Another topic to explore involves digging into scalability potential of such logux-centered solutions, existing server implementation comes in two flavours: as websocket server and as a reverse-proxy that wraps REST endpoint. (I had a feeling that commnication over websocket might not be always required as long as live-collobaration application scenarios are out of the question, but special care might need to be taked care of if there is logic bound to pinging clients that is used in timestamp syncing) But experimentation with pull-based clients that do not re quire websockets can make such solutions potentially easier to scale. As far as often-offline clients are concerned and business logic does not rely on live-collaboration, synching can be done via APN / FCM / or service-worker push notifications triggers initiated hooks resulting in subsequent pulls hidden under You have new updates ribbon on the clients, as all of these need to visible to end-users. As there is no RESTful http client implementation of logux-like protocol it would be great to experiment to see if logux fits well with such rest-based communication. Another point to explore involves a possibility of such system having large and complex object graphs that get hard to reason with on the clients side they require a lot of explicit CRUD-like things (huge amount of state-transitions, maybe you saw previously the situation when you open redux-dev-tools and the whole thing freezes because actions got dispatched too frequently) so even if logux-clients erase the boilerplate in the same way as various GraphQL clients do in bridging APIs with state updates, that doesn't solve the case when huge action chains get accumulated on the clients and then are needed to be synched at the same time. (Imagine the case of few thousands of offline clients that were offline for weeks suddenly becoming online at the same time, in such case such systems needs to scale out instantly for storm-term peeks or slow down clients intentionally)

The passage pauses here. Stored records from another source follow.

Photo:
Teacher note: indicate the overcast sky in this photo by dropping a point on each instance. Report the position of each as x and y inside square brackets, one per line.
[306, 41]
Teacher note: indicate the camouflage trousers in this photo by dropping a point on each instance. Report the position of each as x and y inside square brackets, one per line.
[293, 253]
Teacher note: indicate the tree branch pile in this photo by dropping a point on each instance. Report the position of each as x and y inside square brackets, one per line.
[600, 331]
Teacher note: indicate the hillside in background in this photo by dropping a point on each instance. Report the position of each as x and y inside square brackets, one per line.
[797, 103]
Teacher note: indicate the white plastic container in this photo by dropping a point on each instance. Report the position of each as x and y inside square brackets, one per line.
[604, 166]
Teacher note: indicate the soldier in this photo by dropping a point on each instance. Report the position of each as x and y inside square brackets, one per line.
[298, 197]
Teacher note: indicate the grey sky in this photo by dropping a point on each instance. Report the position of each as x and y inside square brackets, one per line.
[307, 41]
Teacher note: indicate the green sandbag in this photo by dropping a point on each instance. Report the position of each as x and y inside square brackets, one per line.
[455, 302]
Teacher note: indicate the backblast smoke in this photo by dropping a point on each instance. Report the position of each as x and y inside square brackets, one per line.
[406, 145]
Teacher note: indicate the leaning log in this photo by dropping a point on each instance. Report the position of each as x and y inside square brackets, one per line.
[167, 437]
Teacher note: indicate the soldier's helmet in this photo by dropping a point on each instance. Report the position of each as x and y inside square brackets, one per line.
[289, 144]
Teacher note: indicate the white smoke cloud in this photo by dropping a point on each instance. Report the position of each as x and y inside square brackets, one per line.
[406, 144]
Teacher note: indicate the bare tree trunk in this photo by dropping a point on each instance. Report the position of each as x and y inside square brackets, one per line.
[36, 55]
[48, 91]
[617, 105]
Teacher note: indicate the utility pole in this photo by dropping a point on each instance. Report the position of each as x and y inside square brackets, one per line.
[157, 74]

The last point to mention here involves a logux-centric persistence. I am not throwing any assumptions here due to my superficial knowledge for all this here, but it can be anything, a SQL / NoSQL, triple-store, property graph or anything that we can imagine. My first wild idea builds on top of concept where server-nodes have the same partition with databases but brought to micro-container/micro-vm environments such as AWS Lambda. A hypothetical somehow wild idea involves having in-memory SQLLite inside lambda that are initiated with partial view of the whole datastore heuristically, as the clients communicate with those lambdas they accumulate more data just as caches do, and then synch this data through centarilized pubsub broker among themselves as well as central data store. There are lots of unanswered questions here, how to partion all this? also assuming in-memory queries are ok, we will anyway incurring extra costs when we have query-misses in those lambdas, as they need to fail-through to the central nodes. To note, this can done more traditionally with container-based archs on top of Kubertenes where more compute-intensive nodes can store heavier and larger partitions, but the point is having it downscaled into micro-vms such as lambdas.

TODOS

  1. Implement few CRDTs, test them with logux server, see how it looks and feels like.
  2. Hack around the logux core, or just make a naive implementation of the protocol, see how it goes without websockets.
  3. Simulate absurd action chains on the clients and then synch many of them at the same time for such solutions, if we split those in chunks lambdas will scale out instantly, if there is some form of 4 there, database nodes will scale out as well.
  4. Experiment with this wild in-memory database nodes synchronization across lambdas with failthrough to central DB node.

Disclaimer

You might feel I am overengineering here, but that's the purpose of this first exploration around logux.